Penyebab kematian mendadak saat berolahraga
Penyebab utama SCD berbeda berdasarkan kelompok usia:
Atlet muda (35 tahun)
Pada kelompok ini, penyebab utama adalah penyakit jantung koroner (Coronary Artery Disease/CAD).
Wasfy mencatat, 21 per 1 juta atlet dewasa per tahun mengalami SCD akibat CAD.
Menurut Egger lebih dari 50 persen kasus SCD pada atlet di atas 35 tahun disebabkan oleh CAD, yang diperburuk oleh:
-Merokok dan pola makan tinggi lemak.
-Tekanan darah tinggi akibat olahraga intens.
-Peradangan yang tidak terkontrol (misalnya, sakit flu atau infeksi gigi).

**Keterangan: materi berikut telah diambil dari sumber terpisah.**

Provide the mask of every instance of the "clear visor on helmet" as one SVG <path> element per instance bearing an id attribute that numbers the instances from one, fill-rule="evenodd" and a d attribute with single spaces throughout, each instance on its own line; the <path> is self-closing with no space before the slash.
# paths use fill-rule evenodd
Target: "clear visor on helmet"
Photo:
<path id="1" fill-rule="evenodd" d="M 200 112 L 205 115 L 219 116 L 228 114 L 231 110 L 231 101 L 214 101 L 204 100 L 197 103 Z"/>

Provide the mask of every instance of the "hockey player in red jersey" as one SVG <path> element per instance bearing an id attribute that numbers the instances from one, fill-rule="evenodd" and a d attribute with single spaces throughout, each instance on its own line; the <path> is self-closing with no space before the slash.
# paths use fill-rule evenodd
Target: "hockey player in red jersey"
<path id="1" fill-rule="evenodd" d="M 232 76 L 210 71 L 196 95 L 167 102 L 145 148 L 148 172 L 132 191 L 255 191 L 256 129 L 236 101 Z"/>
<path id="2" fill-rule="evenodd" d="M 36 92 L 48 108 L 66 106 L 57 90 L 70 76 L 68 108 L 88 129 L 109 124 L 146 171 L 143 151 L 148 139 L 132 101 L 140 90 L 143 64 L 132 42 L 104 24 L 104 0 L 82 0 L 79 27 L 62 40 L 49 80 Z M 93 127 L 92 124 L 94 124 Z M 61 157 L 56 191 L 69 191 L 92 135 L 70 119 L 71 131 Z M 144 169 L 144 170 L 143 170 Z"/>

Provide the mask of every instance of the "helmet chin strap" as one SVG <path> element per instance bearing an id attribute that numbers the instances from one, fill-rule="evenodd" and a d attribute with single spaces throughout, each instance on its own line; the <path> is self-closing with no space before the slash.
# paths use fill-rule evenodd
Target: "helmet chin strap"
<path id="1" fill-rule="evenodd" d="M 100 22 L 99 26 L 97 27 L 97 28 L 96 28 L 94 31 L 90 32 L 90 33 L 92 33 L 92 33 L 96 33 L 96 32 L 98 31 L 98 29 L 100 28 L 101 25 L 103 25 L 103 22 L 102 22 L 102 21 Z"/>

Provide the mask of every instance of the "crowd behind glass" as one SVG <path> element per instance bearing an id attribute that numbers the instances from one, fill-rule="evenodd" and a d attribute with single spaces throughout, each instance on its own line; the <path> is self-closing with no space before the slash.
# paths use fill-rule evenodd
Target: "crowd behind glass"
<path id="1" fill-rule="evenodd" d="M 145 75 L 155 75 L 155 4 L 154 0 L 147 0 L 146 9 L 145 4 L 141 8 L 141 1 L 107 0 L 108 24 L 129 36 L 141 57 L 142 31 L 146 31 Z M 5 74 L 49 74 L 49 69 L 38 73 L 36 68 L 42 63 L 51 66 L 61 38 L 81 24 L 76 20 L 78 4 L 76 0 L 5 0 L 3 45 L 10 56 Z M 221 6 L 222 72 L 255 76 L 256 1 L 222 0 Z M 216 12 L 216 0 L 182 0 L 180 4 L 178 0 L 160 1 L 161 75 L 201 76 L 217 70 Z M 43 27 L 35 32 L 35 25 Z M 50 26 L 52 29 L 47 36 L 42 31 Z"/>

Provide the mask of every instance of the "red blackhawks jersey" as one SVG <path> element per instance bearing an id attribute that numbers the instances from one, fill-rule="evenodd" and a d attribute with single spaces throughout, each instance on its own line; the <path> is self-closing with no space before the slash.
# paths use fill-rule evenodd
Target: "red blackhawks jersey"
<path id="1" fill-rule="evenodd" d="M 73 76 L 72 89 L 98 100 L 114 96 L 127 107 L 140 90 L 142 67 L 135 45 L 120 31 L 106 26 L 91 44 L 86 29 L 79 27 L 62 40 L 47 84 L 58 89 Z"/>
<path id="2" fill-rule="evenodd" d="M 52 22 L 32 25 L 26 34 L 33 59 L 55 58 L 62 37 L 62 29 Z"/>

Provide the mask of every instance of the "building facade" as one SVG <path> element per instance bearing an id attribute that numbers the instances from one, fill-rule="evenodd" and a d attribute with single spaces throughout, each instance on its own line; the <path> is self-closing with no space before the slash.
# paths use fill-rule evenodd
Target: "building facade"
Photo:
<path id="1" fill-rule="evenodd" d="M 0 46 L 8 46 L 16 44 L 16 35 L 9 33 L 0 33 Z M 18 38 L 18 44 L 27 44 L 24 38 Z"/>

Faktor lain yang berkontribusi pada SCD
Selain penyakit jantung, faktor lain yang meningkatkan risiko SCD meliputi:
-Dehidrasi, yang menurunkan volume darah dan meningkatkan beban kerja jantung.
-Ketidakseimbangan elektrolit, terutama kalium dan magnesium, yang bisa memicu aritmia.
-Penggunaan doping dan suplemen yang tidak terkontrol, yang meningkatkan tekanan darah dan denyut jantung secara ekstrem.
Bagaimana mencegah kematian mendadak saat olahraga?
Dilansir dari situs Perhimpunan Dokter Spesialis Kardiovaskular Indonesia (PERKI), pencegahan SCD dalam olahraga dapat dilakukan melalui skrining medis yang tepat, persiapan medis di lapangan, dan edukasi tentang resusitasi jantung paru (RJP).
1. Lakukan Pemeriksaan Kesehatan Rutin
-Elektrokardiogram (EKG): Mendeteksi kelainan ritme jantung.
-Ekokardiogram: Melihat ketebalan dinding jantung dan kelainan struktural.
-Tes stres jantung (Treadmill Stress Test): Mengidentifikasi risiko serangan jantung selama aktivitas fisik.
Menurut Egger, EKG adalah alat skrining paling efektif, dengan sensitivitas 5 kali lebih tinggi dibandingkan riwayat medis dan 10 kali lebih tinggi dibandingkan pemeriksaan fisik.
2. Persiapan Sebelum Berolahraga
-Pastikan cukup istirahat dan terhidrasi.
-Hindari alkohol, kafein, dan obat-obatan yang dapat mempengaruhi jantung.
-Pemanasan dan pendinginan yang cukup sebelum dan sesudah olahraga.
3. Kesiapsiagaan Tim Kesehatan
-Latihan RJP rutin untuk pelatih dan atlet.
-Ketersediaan AED (Automated External Defibrillator) di lokasi olahraga.
-Penempatan AED di lokasi yang mudah dijangkau.
Menurut American Heart Association, RJP yang dilakukan dalam 3-5 menit pertama dapat meningkatkan tingkat kelangsungan hidup hingga 74 persen.